I think that while many people are predisposed towards addiction if exposed to addictive substances its a very complex subject (the rat park experiment is very interesting if anyone has read the study).
Things like our environment, our relationships with others and the basic choices we make can determine whether someone predisposed to addiction actually engages in active addiction (many don't). At the end of the day disease or not we all have choices and sometimes maybe the disease angle gives us rationalization over our own bad choices and mistakes.
Obviously it would help if those who are predisposed to addiction weren't exposed to addictive substances but in the real world that's not really possible so we all have to try to make the wisest choices we can and not let a natural predisposition to destructive behaviour ruin the one life we own.

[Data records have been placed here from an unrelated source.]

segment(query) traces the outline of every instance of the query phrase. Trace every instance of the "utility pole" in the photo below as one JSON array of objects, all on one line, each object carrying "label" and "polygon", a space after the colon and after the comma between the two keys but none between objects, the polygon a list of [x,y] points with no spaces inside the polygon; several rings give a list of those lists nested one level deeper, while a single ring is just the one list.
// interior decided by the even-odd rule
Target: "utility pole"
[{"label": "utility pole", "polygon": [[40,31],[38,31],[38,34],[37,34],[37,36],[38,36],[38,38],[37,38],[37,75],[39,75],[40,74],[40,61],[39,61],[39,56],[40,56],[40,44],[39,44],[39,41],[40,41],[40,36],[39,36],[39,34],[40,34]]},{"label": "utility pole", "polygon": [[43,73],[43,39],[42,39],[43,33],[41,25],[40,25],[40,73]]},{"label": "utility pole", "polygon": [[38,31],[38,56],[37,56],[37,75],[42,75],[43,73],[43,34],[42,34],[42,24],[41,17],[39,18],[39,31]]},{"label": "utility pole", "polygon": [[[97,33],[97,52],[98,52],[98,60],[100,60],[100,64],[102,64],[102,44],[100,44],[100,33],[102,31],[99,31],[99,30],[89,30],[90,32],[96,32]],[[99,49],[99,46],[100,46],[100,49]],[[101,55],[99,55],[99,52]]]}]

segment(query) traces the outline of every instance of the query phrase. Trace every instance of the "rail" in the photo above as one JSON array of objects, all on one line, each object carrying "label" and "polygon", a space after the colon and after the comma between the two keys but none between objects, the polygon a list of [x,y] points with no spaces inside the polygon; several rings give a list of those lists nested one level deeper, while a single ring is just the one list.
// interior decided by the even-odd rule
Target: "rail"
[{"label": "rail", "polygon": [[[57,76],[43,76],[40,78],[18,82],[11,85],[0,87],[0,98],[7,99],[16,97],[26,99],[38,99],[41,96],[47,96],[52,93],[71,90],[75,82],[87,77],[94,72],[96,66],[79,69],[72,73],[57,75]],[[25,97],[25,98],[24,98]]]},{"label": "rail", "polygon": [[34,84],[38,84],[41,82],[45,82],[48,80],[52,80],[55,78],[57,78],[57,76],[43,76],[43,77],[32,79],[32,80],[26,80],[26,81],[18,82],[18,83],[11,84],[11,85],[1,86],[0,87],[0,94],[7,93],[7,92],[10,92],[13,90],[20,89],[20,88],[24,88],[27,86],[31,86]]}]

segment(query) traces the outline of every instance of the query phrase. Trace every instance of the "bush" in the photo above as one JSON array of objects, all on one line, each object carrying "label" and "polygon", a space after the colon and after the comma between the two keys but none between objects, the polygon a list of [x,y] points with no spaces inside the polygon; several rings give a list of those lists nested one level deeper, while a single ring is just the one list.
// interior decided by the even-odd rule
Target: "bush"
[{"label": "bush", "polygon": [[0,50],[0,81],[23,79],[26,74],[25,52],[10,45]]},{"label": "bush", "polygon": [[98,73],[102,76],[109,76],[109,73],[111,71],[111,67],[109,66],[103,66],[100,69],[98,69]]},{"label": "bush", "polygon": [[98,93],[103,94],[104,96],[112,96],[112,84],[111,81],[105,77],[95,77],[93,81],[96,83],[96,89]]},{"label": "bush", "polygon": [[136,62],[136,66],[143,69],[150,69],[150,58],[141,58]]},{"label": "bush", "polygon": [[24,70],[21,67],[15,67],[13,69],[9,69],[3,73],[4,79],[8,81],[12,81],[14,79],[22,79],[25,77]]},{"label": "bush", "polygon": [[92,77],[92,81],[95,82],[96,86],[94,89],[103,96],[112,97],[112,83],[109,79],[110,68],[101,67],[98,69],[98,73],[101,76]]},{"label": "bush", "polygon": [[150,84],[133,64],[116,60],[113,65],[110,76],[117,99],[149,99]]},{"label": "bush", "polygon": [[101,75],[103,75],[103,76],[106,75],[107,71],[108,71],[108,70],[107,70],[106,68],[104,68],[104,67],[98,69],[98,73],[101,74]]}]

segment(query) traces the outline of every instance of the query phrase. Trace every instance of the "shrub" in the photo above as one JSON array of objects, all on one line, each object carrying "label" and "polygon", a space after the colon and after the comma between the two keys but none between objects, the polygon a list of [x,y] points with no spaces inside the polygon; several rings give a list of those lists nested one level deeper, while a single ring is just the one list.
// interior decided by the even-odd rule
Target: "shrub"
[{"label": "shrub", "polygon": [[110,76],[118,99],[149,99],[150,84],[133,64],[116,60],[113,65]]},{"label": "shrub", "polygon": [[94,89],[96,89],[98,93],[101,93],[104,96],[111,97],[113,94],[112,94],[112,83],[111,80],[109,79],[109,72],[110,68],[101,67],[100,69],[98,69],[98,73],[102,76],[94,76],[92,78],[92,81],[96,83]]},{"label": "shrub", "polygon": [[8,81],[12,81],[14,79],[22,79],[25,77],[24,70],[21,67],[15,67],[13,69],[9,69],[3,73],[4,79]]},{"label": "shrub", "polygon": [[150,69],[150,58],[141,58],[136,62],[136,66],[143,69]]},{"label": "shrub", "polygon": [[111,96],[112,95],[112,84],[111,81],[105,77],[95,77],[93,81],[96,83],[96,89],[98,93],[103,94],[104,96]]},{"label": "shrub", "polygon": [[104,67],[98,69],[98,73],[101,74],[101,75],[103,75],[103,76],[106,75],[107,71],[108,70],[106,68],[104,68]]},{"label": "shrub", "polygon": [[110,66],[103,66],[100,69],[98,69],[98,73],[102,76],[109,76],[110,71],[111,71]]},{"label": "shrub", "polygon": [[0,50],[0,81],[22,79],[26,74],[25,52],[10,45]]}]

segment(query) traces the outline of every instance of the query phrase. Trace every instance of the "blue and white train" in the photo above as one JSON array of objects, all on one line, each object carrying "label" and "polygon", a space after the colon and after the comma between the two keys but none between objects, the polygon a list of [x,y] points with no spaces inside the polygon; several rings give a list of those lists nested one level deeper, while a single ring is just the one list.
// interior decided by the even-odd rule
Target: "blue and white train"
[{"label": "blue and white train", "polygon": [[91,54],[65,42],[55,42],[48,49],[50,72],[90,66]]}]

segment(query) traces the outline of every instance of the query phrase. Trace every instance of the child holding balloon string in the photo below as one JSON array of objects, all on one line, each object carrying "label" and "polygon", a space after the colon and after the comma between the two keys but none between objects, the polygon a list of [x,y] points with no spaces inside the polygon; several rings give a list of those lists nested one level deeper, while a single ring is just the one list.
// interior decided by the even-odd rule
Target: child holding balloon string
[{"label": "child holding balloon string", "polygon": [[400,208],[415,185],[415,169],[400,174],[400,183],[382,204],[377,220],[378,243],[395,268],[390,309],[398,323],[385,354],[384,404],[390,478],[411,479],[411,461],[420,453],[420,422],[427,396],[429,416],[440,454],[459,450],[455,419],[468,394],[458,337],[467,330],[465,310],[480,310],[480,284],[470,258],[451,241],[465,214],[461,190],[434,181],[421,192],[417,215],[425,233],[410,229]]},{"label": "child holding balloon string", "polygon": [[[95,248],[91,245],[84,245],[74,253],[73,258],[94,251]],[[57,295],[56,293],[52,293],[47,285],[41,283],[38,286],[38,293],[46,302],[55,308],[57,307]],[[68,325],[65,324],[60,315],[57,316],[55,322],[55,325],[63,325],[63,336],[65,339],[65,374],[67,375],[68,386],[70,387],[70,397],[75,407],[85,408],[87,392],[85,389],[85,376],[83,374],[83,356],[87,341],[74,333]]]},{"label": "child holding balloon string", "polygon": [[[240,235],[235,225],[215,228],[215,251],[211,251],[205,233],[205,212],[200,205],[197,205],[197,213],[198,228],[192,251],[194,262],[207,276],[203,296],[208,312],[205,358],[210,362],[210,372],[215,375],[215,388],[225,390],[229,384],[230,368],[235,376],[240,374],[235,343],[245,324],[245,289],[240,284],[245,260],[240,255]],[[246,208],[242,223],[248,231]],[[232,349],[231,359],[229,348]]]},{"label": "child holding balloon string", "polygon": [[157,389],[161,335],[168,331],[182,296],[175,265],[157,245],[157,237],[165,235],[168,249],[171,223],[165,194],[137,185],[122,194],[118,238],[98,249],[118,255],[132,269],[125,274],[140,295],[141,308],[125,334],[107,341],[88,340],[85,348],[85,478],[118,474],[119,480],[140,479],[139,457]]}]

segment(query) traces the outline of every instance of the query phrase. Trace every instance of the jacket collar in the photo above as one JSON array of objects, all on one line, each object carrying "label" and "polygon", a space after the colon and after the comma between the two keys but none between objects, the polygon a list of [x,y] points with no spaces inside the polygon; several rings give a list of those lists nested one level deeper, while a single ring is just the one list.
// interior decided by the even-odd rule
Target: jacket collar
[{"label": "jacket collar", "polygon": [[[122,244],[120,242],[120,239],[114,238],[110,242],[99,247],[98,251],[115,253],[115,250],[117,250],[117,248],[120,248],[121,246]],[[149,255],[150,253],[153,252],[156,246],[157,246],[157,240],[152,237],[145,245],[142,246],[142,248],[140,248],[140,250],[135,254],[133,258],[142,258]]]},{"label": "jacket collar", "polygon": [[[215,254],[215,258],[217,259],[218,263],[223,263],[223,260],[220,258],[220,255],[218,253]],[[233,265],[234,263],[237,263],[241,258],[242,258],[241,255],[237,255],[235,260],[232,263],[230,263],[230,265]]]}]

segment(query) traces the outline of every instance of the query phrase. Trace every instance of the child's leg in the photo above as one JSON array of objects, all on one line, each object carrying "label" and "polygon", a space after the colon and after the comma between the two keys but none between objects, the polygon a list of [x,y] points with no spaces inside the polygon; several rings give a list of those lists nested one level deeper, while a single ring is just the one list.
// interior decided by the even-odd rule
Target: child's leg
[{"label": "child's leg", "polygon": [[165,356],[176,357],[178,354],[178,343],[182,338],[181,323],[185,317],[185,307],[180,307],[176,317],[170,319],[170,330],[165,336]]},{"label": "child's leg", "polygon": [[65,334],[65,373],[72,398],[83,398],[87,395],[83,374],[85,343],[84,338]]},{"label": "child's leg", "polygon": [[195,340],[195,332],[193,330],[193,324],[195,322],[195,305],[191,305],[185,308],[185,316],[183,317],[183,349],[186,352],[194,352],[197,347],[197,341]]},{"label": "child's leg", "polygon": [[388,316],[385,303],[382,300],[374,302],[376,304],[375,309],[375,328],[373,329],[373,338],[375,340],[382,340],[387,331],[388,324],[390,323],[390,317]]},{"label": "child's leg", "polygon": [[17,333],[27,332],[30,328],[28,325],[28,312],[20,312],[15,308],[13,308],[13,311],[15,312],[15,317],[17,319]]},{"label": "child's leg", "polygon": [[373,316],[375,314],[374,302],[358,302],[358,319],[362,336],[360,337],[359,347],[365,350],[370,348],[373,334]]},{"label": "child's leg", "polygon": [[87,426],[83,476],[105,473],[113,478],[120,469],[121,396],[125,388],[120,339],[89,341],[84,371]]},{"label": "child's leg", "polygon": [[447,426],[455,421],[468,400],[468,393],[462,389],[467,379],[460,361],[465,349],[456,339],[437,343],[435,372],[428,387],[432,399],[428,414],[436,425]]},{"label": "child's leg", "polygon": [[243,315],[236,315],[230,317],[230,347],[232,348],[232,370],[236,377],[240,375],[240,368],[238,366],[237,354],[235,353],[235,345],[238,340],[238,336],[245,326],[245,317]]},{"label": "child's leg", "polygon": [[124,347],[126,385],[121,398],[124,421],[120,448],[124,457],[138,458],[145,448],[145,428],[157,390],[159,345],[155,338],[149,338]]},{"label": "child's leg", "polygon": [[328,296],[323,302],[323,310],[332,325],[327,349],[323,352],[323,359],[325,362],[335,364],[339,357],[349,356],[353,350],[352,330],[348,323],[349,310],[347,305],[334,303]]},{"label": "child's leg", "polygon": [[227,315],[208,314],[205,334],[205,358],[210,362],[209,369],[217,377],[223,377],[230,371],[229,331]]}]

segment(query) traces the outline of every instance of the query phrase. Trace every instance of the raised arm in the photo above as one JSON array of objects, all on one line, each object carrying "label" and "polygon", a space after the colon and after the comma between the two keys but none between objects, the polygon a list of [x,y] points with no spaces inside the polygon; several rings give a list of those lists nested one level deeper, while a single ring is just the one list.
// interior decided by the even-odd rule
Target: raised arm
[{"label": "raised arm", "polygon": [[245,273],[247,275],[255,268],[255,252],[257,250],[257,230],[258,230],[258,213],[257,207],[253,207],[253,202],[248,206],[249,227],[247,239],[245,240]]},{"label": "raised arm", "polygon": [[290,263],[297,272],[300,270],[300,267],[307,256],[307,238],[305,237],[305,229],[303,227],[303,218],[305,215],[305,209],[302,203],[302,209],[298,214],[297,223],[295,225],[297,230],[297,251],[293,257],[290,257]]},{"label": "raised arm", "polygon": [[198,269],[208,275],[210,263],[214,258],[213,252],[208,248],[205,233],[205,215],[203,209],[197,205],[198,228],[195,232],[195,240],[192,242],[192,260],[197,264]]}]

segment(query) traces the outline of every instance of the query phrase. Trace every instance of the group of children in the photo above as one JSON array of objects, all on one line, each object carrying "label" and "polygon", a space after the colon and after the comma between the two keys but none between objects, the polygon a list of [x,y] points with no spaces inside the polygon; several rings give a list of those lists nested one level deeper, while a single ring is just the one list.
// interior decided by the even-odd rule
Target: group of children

t is a disease of the brain.People become reliant on the drug and cant stop using which in extreme cases until death.What is "rock bottom to a drug attic?"......."DEATH".Drugs stimulate nuerotransmitters deep down n the brain.Certain drugs trigger certian nuerons/transmitters.EX:amphetamines stimuate a nuerotransmitter called dopamine.Its what causes us to feel good and like thngs.AKA the pleasure chemical of the brain.So much that the brain cant pass it through our nuerons causng an overload which our brain actually opens up to make room for.Now when the euphoria passes, the surge of dopamne slowly wears down toits natural load.Causing the room for the overload to become empty which therefor gives us depression do to the lack of pleasure we were used to feeling while high. I can go on for days about indivdual drugs and their effects on the brain but to really trip your mind is this.........Your body already has and experiences all drugs have to offer naturally in our brain.We simply stimulate whats already exssting within our brain.You couldnt feel t otherwise.The recepters and nuerotransmitters exsst from birth and when stimulated by natural substances(all drugs derve from some plant)they stimulate into a "high".....Hope you understood what I am gettng at.Gotta go
Someone who has an addiction and why some people refer to the addiction as a "DISEASE" is because the drug that we become addicted to can be habit forming and can affect you and the people around you as well. I am an addict and i take full rsponsibility for my actions. When I was in my addiction I would have withdrawls and before I used I would physically get sick until that first hit or smoke. Someone mentioned that we just stimulate a certain part of our brain with drugs and when the high is over depression sets in and they are so right. When we choose to use a drug that we already know is going to change our attitude because it makes us happier or productive, I believe we are just telling ourselves a lie,without the drug im depressed or cant get motivated. I know that being sober and living a clean life has its ups and downs but living a drug life can only cause you grief. Calling your addictiion a disease or not does not matter Its overcoming that addiction that really matters.